De grootste horrea waren meerbeukige gebouwen die als voorloper van de middeleeuwse kloosterschuren kunnen worden gezien. Voorbeelden hiervan waren de granarium van Hadrianus in Patara en een gelijknamige granarium in Myra.
In de Romeinse tijd werden nog niet zoals later de hele korenschoven opgeslagen, maar alleen de afgesneden aren. De belangrijkste middeleeuwse kloosters hadden meerdere uithoven (grangiae) met een horreum.
In Noord-Spanje ziet men veel hórreos (de Spaanse vorm van het woord). Deze staan op palen met ronde stenen schijven erop, waardoor ongedierte niet kan binnendringen.

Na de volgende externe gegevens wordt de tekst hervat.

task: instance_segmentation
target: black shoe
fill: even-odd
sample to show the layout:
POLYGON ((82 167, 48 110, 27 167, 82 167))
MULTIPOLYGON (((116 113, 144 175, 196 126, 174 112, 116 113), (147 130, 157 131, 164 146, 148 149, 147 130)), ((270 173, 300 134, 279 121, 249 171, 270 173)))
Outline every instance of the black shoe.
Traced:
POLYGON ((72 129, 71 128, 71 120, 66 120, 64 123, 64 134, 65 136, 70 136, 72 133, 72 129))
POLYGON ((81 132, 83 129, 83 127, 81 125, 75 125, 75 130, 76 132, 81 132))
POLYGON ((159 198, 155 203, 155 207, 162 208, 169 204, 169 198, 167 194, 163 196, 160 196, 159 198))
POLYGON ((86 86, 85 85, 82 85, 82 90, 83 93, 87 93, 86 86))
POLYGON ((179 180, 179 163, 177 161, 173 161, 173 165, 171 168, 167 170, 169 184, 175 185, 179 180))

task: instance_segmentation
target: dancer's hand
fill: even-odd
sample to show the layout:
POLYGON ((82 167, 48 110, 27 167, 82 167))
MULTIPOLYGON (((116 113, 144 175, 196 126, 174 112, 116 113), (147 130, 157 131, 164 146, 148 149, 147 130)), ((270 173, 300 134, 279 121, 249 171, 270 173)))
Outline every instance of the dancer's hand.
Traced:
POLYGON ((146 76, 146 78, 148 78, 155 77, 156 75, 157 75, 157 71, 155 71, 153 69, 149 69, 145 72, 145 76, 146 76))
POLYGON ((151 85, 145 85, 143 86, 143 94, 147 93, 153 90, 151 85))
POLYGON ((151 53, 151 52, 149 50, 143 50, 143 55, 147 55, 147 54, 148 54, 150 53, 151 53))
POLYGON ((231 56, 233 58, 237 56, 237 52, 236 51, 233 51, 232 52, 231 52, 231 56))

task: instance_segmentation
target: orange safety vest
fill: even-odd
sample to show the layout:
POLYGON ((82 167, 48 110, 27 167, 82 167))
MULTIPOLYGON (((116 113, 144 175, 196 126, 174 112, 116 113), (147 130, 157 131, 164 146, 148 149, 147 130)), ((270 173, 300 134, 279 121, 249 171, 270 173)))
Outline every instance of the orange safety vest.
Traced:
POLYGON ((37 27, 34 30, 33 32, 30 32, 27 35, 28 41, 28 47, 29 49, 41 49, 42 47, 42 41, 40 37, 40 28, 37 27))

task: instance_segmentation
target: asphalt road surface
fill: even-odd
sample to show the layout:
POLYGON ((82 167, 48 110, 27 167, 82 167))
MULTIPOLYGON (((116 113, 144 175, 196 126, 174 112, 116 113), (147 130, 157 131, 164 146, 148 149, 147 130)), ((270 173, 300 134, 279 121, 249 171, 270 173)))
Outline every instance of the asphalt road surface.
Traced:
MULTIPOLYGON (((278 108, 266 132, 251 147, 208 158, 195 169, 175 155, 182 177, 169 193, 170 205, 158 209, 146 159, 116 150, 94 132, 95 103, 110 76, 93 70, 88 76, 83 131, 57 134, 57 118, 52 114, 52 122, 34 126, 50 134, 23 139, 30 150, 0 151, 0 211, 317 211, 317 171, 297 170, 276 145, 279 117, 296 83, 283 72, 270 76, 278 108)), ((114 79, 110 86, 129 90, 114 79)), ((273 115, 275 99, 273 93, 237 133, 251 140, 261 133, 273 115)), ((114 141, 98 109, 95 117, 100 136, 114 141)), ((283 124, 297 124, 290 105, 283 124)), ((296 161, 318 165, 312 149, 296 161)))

Romeins Tongeren had een horreum van 2.000 m² aan de rand van Atuatuca Tungrorum. Daarom wordt het graan van de Romeinse villa's in de buurt opgeslagen en klaargemaakt voor transport: via de Jeker naar Maastricht. Van daar uit kan het graan de Maas op om de Limes Germanicus te bevoorraden. De vijftigduizend soldaten langs de Germaanse limes hebben dagelijks een pond graan nodig om graanpap te maken. Elke dag is er dus 25.000 kg graan nodig![1]
- ↑ Bex, Jan, "Hoe Limburgse boeren stinkend rijk werden omdat Romeinse soldaten elke dag graanpap moesten hebben", Hey belang van Limburg, 27 april 2024. Geraadpleegd op 30 september 2024.